CD Baby distributes for indie artists like Ingrid Michaelson and Gregory Alan Isakov who “have really made a career from sync because they were true to themselves and wrote music that they really love and put their heart into,” Byrd describes. “And now because of some of the sync opportunities that they got, they’re very successful artists, touring the world and making money from their music.”
At the end of the day, film, TV and advertisements are all trying to emotionally connect with an audience. “It’s more common to see a mood that they’re going for or an emotion because they’re trying to tell a story that’s inspiring so they want music that’s going to complement that emotion,” tells Marissa Hernandez, a music licensing creative at Marmoset.
Both for you and the brand. Scott Wagner is a connector, finding sponsorships for concert series and festivals (like Edgefield, Harefest, Soul’d Out Music Festival and many others in the region) via his agency WagsWorks. Booze and cannabis have “natural alignments” with concertgoers and the experiences they’re looking to indulge in, but other brands and products are seeking “lifestyle alignment,” which “really boils down to genre,” he says. Brands must feel like your music is the right fit for the audience they want to reach, which means your sound must appeal to those consumers—and hopefully draw more in.
This goes for everything—from booking to press to other money-making opps. If you don’t respond quickly and you’re not ready to deliver the goods (whether that’s your tech rider, photos or instrumentals), those asking will swiftly move on. “Jump on it because it will be gone,” Sabin says. Having lyrics transcribed, instrumental versions (“because there’s not usually a lot of opportunities to sync a vocal version for ads”) or even “stems, the session files, is always super helpful,” Hernandez says, because “there’s a lot of times where something is really close to what they’re looking for but they want to be able to tweak it.”
Info and assets are needed now! And then “it’s very much a hurry-up-and-wait situation,” Hernandez says. “I might get something that I have to clear day of or I might clear something a year and a half later,” which he thought was dead, Byrd says.

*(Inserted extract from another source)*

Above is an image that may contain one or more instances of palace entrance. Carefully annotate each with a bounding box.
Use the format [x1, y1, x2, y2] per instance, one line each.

“Nothing’s final until it’s aired,” Hernandez notes, as even the perfect fit could get pulled at the last minute. “Or until the check’s cleared,” Sabin adds. “Payment can range all over the place,” Byrd explains. “If it’s TV, it’s probably going to be anywhere between 60 and 120 days after the episode airs. Film typically pays quicker, same with advertising.” He adds, “There’s definitely a lot of opportunity to get your music out there and have a sync license propel your career to the next step,” yet Sabin emphasizes: “In this industry, to make it, you need to sound like yourself.”